What surprises me most, though, is that anyone could miss clubbing in the UK (I'll add queuing to this because at so many tacky British clubs, you need to queue for ages in the freezing rain at the whim of some jumped up doorman.). Perhaps if you go to a really classy joint (you don't see Liam Byrne in Chicago's) the experience in Britain is OK, but generally it's sweaty and unpleasant. The grisly attempts of every crew-cut drunk to pull the lariest secretary from the inevitable hen party pervade the atmosphere, the unpleasantness of which is only exceeded by the underlying booze-fuelled sense of violence and aggression, which generally spills over outside some nasty kebab/fried chicken shop. All to bloody Dancing Queen and assorted other "cheesy" favourites. Most people in Britain (i.e. those who live in soulless provincial towns and cities) only go to clubs because they're the only places you can get alcohol after midnight. The whole thing is ghastly: go out for a good time, come back with chlamydia.

Abroad, people actually go to clubs to listen to music, and dance, and have fun. And generally they succeed. No-one who's tried a decent night out in Lisbon would be seen dead in a club in the UK.

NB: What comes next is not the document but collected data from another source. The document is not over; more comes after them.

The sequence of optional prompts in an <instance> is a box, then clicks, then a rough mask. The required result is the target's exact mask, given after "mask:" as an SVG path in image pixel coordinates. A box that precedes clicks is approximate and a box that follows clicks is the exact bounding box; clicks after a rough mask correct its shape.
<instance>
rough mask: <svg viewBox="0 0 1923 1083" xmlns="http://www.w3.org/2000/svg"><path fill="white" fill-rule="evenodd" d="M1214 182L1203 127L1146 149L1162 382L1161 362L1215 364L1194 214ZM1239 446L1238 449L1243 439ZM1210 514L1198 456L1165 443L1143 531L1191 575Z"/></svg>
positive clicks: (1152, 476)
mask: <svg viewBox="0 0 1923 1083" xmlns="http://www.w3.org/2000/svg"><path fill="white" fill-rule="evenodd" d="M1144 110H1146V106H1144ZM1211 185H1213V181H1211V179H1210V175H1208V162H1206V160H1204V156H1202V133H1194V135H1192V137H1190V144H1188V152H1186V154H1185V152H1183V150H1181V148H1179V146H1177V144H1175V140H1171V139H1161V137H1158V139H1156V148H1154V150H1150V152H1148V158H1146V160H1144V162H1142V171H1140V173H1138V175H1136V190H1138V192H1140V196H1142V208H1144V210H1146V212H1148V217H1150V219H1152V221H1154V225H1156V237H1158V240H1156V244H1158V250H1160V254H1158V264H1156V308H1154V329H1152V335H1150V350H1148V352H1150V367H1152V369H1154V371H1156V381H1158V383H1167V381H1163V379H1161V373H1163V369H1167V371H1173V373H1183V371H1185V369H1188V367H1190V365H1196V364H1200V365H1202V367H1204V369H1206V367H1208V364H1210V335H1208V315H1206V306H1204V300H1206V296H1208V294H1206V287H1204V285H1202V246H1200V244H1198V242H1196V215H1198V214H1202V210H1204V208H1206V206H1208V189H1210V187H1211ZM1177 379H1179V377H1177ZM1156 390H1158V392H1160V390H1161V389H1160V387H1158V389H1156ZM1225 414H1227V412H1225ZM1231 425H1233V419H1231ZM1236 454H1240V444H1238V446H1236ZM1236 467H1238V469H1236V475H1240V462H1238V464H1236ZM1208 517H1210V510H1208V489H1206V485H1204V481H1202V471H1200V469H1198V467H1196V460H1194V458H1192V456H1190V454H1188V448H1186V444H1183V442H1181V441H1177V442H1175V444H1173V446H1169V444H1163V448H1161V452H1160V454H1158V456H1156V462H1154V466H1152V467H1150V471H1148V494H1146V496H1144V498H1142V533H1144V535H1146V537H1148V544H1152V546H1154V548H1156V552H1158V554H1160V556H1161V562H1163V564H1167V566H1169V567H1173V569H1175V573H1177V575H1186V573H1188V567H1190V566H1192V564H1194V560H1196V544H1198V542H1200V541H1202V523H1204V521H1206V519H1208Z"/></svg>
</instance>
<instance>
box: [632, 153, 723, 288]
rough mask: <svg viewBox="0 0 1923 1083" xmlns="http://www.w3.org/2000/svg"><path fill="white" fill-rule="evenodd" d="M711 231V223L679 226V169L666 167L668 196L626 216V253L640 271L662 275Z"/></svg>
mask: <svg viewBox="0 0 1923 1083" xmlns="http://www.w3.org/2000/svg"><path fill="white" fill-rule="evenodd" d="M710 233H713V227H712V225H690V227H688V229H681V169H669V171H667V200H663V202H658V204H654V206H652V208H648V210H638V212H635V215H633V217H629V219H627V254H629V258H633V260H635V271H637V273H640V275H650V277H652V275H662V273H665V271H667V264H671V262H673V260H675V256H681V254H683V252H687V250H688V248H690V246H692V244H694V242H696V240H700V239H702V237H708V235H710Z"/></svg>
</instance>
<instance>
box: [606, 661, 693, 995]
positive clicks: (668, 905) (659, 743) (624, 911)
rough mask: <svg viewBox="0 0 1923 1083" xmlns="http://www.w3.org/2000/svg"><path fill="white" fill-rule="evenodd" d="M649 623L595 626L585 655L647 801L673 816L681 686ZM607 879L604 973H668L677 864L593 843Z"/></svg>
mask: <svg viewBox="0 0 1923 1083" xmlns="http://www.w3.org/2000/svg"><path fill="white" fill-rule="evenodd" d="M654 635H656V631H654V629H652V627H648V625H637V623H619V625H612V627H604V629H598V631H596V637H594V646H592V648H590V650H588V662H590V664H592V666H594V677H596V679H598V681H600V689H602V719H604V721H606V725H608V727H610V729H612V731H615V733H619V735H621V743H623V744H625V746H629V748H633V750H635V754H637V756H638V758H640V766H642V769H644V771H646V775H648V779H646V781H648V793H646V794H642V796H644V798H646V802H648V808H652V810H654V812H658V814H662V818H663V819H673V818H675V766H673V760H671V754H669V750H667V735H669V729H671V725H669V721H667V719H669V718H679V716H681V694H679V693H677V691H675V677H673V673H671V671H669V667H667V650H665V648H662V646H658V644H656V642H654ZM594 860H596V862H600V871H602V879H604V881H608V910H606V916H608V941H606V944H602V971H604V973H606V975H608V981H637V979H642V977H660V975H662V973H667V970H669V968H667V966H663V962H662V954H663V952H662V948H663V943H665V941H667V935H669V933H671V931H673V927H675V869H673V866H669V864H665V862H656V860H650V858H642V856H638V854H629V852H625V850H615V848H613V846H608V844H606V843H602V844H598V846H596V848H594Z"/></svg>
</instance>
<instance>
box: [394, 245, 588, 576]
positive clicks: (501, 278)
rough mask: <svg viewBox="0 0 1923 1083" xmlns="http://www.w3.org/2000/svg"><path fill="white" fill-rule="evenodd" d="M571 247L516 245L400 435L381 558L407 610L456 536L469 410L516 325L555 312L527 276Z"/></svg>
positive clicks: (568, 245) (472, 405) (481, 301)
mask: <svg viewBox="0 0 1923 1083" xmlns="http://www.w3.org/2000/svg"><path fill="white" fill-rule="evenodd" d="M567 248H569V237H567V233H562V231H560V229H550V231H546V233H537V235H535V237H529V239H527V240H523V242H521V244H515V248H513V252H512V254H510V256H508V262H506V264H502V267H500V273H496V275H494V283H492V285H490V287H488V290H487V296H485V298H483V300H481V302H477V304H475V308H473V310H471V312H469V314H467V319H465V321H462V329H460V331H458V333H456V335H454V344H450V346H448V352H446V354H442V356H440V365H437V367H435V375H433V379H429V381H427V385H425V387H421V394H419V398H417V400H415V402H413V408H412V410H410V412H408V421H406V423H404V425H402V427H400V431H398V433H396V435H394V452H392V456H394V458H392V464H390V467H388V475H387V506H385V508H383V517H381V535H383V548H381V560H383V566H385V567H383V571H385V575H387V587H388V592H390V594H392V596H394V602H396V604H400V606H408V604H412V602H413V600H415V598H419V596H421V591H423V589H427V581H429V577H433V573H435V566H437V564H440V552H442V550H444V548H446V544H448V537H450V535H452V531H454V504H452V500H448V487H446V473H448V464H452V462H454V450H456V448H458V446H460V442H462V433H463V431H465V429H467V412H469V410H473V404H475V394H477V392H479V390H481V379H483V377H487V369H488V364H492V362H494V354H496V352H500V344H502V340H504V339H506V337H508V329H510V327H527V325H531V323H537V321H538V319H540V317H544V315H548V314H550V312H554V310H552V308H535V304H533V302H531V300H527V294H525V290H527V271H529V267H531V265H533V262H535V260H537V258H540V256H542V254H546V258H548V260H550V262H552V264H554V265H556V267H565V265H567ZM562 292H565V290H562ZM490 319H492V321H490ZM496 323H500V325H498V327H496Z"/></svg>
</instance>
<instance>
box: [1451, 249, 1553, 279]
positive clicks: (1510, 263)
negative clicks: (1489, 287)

As for me, the thing I miss most is the British notion that every silver lining has a cloud. You know, making the worst of a situation: the Olympics will be a an expensive failure; all our politicians are sleaze-ridden fools; it doesn't matter who's the England manager, the players are overpaid and lazy anyway. It's as if British people have a masochistic streak, and are enduring life, rather than enjoying it. If Britain was a fictional character, it would be Eeyore. Everone else is Tigger, bouncing enthusiastically, except Scandinavian countries, who are Owl. And cos I'm a bit curmudgeonly, I quite miss that.